Wednesday, October 15, 2008

A Love Story: Based on True Events

Here is my video. The idea started sometime last year when I was working at the Iowa City Senior Center and simultaneously reading Alain de Botton's book On Love. I started out with a very large idea. I wanted to interview all sorts of people about their relationships and create a documentary. That idea will take more time then I have so at the moment, I'm creating my own little love story. My video is meant to be very abstract. I wanted the man and the woman to be nondescript. I wanted everyone to be able to relate to the words that came out of the "couples" mouths. I wrote a script of common things said in relationships. They are things that I have said and have been said to me. What I've realized in this process is that everybody can identify with these phrases, making the words of love and perhaps even the feeling itself common. No one wants to feel like their relationship is common or indispensable, but so often they are. This video might be uncomfortable for many some to watch. Highlighting love in throw away sentences in such a throw away manner makes things look redundant and perhaps pointless.but we all keep searching for it.

 These are just my musings. Feel free to add to the conversation. I come from a divorced family and my parents have both gone through a series of unhappy relationships. Watching that sort of love and destruction definitely takes it toll on the thought of "love" verse marriage and functionality. 

I'm going to continue on with this project, adding in more men and seeing where they lead me. I use what I hear and I have no set directions as to how this little love story will turn out. But I am still the filter so ultimately, I make what I believe.

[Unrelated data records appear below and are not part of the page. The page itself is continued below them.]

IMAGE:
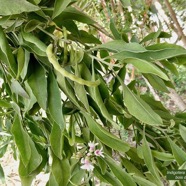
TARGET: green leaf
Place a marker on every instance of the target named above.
(18, 89)
(71, 131)
(131, 168)
(26, 62)
(151, 55)
(182, 130)
(107, 177)
(156, 82)
(170, 66)
(140, 109)
(114, 30)
(32, 25)
(104, 136)
(67, 89)
(120, 173)
(85, 37)
(34, 43)
(56, 140)
(2, 175)
(162, 155)
(155, 35)
(149, 161)
(61, 171)
(121, 74)
(54, 101)
(38, 83)
(5, 52)
(143, 182)
(126, 3)
(60, 6)
(70, 13)
(52, 181)
(11, 7)
(4, 103)
(20, 61)
(179, 154)
(21, 140)
(29, 103)
(120, 45)
(146, 67)
(77, 177)
(80, 91)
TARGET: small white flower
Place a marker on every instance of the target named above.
(92, 146)
(99, 152)
(86, 164)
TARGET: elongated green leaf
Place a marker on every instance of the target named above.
(162, 156)
(155, 35)
(77, 178)
(149, 161)
(131, 168)
(146, 67)
(80, 90)
(120, 45)
(18, 89)
(52, 181)
(11, 7)
(2, 175)
(70, 13)
(35, 44)
(126, 3)
(140, 109)
(121, 74)
(38, 83)
(104, 136)
(182, 130)
(32, 25)
(179, 154)
(54, 101)
(156, 82)
(6, 54)
(61, 171)
(151, 55)
(29, 103)
(21, 140)
(120, 173)
(142, 182)
(107, 177)
(67, 89)
(114, 30)
(59, 6)
(26, 62)
(170, 66)
(56, 140)
(20, 61)
(4, 103)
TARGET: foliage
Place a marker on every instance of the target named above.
(58, 103)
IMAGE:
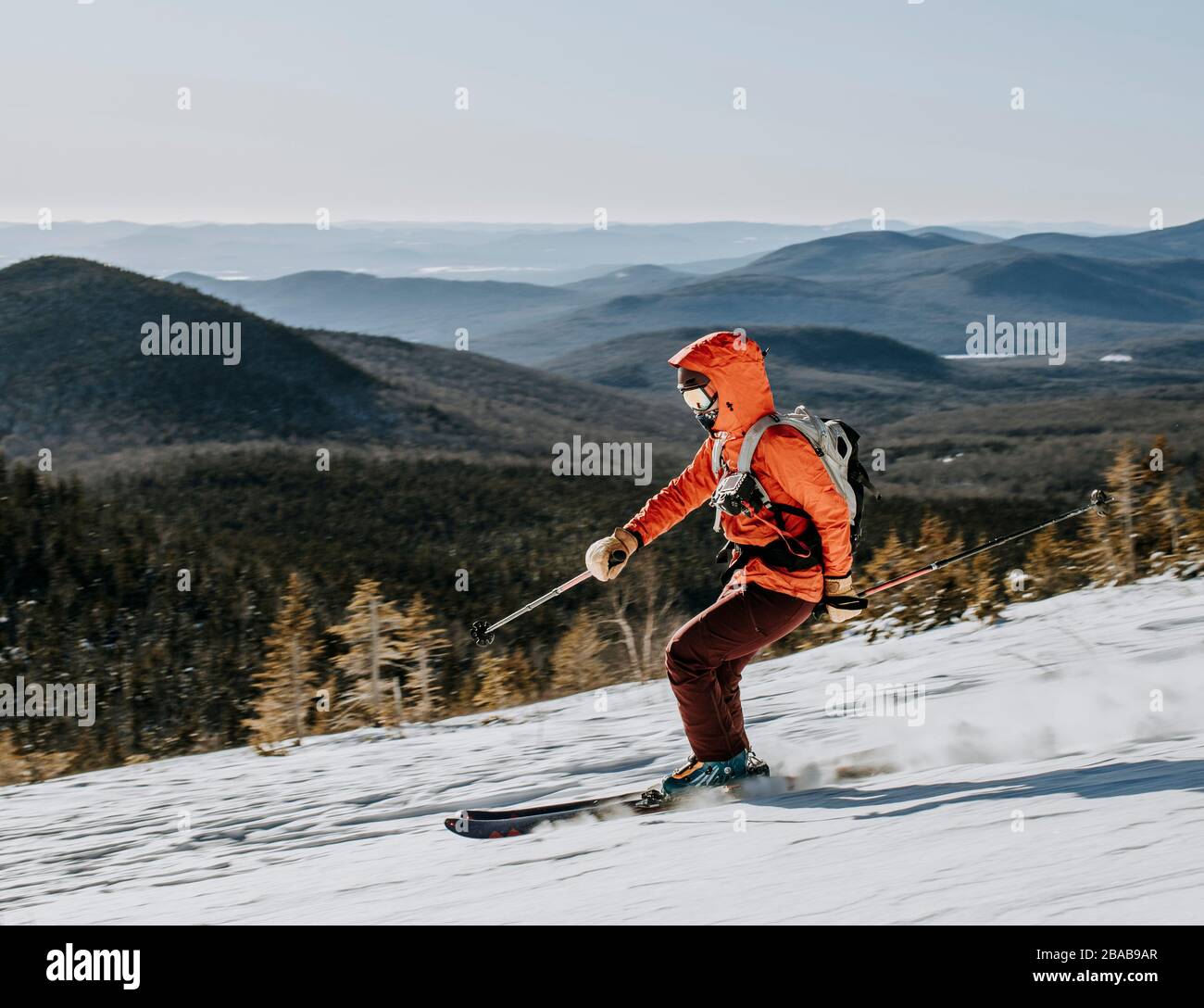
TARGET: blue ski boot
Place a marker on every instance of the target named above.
(706, 774)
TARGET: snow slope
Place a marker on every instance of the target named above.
(1043, 722)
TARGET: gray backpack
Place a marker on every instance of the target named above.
(834, 441)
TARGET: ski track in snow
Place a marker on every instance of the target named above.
(1047, 715)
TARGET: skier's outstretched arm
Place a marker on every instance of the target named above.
(662, 510)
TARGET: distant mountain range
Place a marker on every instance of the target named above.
(538, 253)
(73, 378)
(1135, 294)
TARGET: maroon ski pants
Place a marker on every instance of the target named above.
(705, 660)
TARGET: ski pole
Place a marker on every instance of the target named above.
(483, 633)
(1098, 502)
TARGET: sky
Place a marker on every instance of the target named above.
(851, 105)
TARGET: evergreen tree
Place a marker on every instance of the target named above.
(372, 634)
(892, 611)
(1112, 558)
(288, 672)
(576, 662)
(987, 591)
(506, 681)
(13, 766)
(1052, 565)
(942, 598)
(421, 645)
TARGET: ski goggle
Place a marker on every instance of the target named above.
(699, 400)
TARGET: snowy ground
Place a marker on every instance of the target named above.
(1040, 787)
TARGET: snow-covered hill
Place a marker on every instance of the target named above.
(1035, 784)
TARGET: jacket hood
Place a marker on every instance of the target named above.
(735, 366)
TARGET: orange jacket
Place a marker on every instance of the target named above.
(785, 465)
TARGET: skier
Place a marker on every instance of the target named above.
(784, 558)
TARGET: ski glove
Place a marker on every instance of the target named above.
(607, 558)
(837, 590)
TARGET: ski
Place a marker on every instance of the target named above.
(492, 824)
(495, 824)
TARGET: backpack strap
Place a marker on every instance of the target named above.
(753, 437)
(717, 456)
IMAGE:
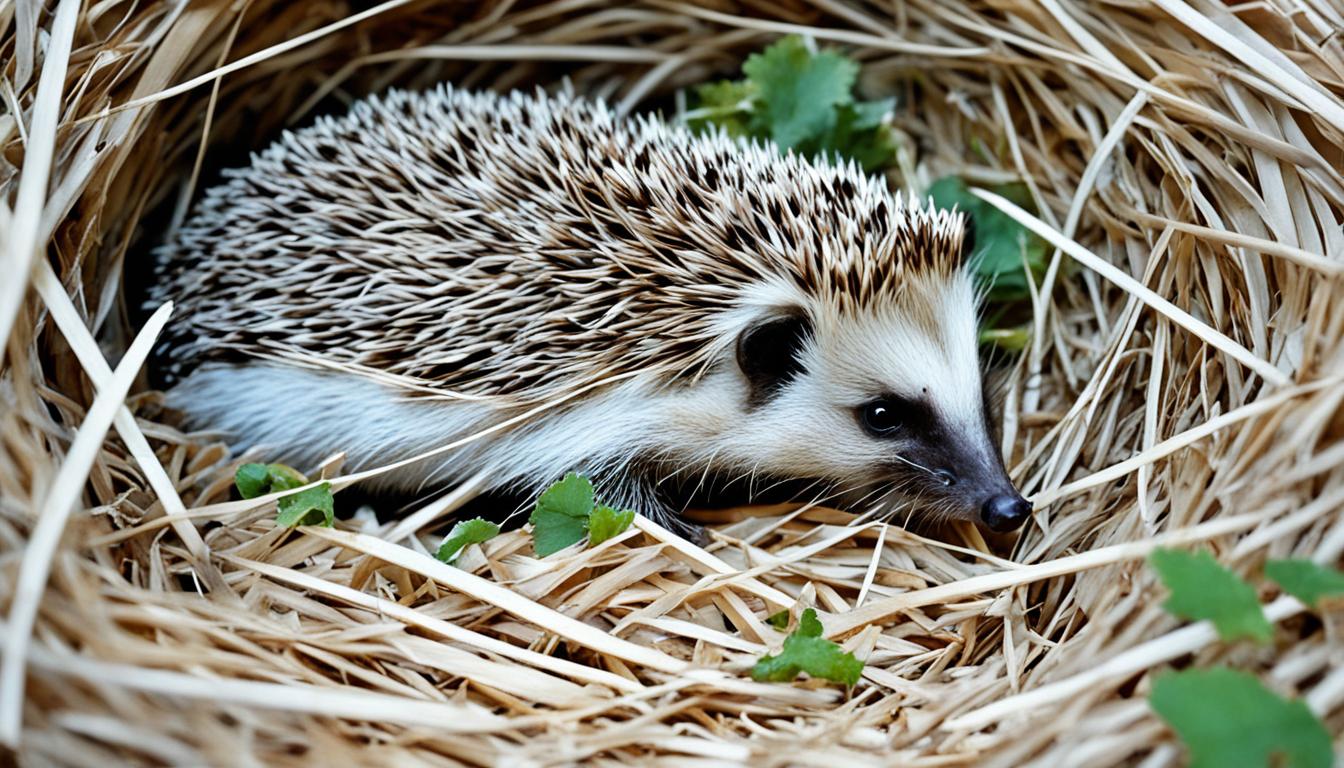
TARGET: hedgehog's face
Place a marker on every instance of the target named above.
(886, 402)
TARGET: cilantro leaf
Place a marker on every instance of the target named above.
(606, 522)
(308, 507)
(1305, 580)
(726, 104)
(252, 480)
(561, 515)
(807, 651)
(801, 101)
(1000, 241)
(1200, 588)
(260, 479)
(799, 89)
(1230, 720)
(465, 533)
(313, 506)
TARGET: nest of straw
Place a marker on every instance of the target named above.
(1183, 386)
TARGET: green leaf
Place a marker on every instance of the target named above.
(252, 480)
(799, 89)
(807, 651)
(1000, 241)
(1305, 580)
(1203, 589)
(260, 479)
(1010, 339)
(1230, 720)
(606, 522)
(727, 104)
(561, 515)
(465, 533)
(801, 101)
(308, 507)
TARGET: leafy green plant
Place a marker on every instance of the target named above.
(1230, 720)
(606, 522)
(1227, 717)
(567, 511)
(308, 507)
(807, 651)
(476, 530)
(1200, 588)
(803, 100)
(1008, 256)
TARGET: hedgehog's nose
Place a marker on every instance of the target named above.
(1004, 511)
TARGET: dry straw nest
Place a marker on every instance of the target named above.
(1184, 385)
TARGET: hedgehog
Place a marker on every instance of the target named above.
(516, 287)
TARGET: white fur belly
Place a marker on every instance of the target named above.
(301, 417)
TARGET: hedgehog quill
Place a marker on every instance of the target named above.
(434, 264)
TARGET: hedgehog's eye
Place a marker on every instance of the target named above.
(880, 417)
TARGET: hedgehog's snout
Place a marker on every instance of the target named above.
(1004, 511)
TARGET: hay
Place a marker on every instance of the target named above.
(1183, 386)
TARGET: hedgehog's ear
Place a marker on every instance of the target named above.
(770, 353)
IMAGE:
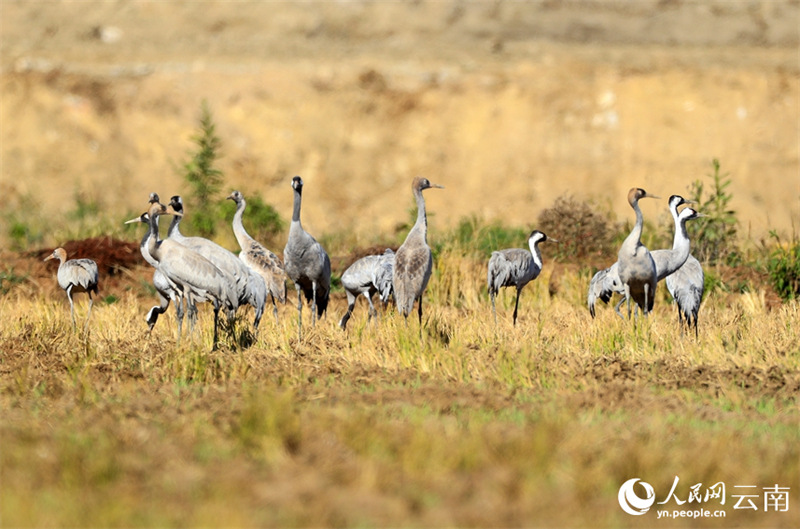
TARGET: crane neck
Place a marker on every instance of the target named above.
(238, 226)
(297, 202)
(174, 230)
(151, 238)
(422, 218)
(681, 235)
(535, 252)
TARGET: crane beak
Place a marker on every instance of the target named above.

Final questions: How are relationships different and special if we all say the same things? And, how do we create special meaning in a territory so vastly constructed by media and tradition?

Done and done.


Chris Annis said...

I feel that your piece brought up a lot unspoken feelings between couples. It draws a dichotomy between spoken and unspoken vernacular that we utilize in our everyday lives.

meg f. said...

After reading your comments from the blog, your project became more clear. As for your final question... I think couples differ with the use of emotion. There are only soo many words to pronounce what you feel, however there are countless emotions which differ from couple to couple.